Analyst Recommendations:

  • Accenture Plc: Morgan Stanley maintains its equalwt rating with a price target raised from USD 335 to USD 380.
  • Avery Dennison Corporation: JP Morgan upgrades to overweight from neutral with a target price reduced from USD 210 to USD 205.
  • C.h. Robinson Worldwide, Inc.: Stifel upgrades to buy from hold with a target price of USD 113.
  • Cognizant Technology Solutions Corporation: Morgan Stanley maintains its market weight rating with a target price raised from USD 75 to USD 80.
  • Comcast Corporation: BNP Paribas Exane downgrades to neutral from underperform with a price target reduced from USD 37 to USD 35.
  • Epam Systems, Inc.: Morgan Stanley maintains equalwt rating with a target price raised from USD 230 to USD 256.
  • Intra-Cellular Therapies, Inc.: Canaccord Genuity downgrades to hold from buy with a price target raised from USD 119 to USD 132.
  • Lockheed Martin Corporation: Baptista Research upgrades to buy from hold with a price target reduced from USD 600.90 to USD 583.10.

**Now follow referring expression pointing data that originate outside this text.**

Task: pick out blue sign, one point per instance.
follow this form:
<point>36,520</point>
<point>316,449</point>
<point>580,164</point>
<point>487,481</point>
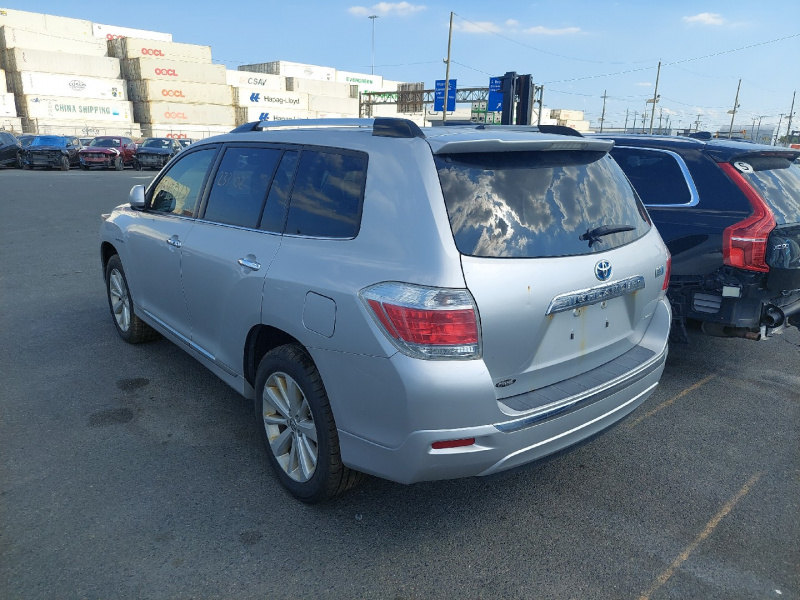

  • Mondelez International, Inc.: Piper Sandler & Co downgrades to neutral from overweight with a price target reduced from USD 70 to USD 63.
  • Occidental Petroleum Corporation: Goldman Sachs downgrades to sell from neutral with a target price reduced from USD 54 to USD 45.
  • The Hershey Company: Piper Sandler & Co downgrades to underweight from neutral with a target price reduced from USD 153 to USD 120.
  • United Parcel Service, Inc.: Baird downgrades to neutral from outperform with a target price reduced from USD 160 to USD 130.
  • Atlassian Corporation: BMO Capital Markets maintains its outperform recommendation and raises the target price from USD 292 to USD 360.
  • Cheniere Energy, Inc.: Morgan Stanley maintains its overweight recommendation and raises the target price from USD 195 to USD 255.
  • Deckers Outdoor Corporation: Barclays maintains its overweight recommendation and raises the target price from 190 to USD 231.
  • Essex Property Trust, Inc.: Wolfe Research maintains its underperform recommendation and raises the target price from 202 to USD 282.
  • Meta Platforms, Inc.: Huber Research Partners LLC maintains its overweight recommendation and raises the target price from USD 650 to USD 790.
  • Mid-America Apartment Community, Inc.: Wolfe Research maintains its underperform recommendation and raises the target price from USD 124 to USD 152.
  • Oshkosh Corporation: Bernstein maintains its market perform recommendation and raises the target price from 90 to USD 121.
  • Tapestry, Inc.: Baird maintains its outperform recommendation and raises the target price from USD 70 to USD 85.
  • Tractor Supply Company: Loop Capital Markets maintains its hold recommendation and reduces the target price from 290 to USD 54.
  • Visa, Inc.: Compass Point Research & Trading maintains its buy recommendation and raises the target price from USD 327 to USD 393.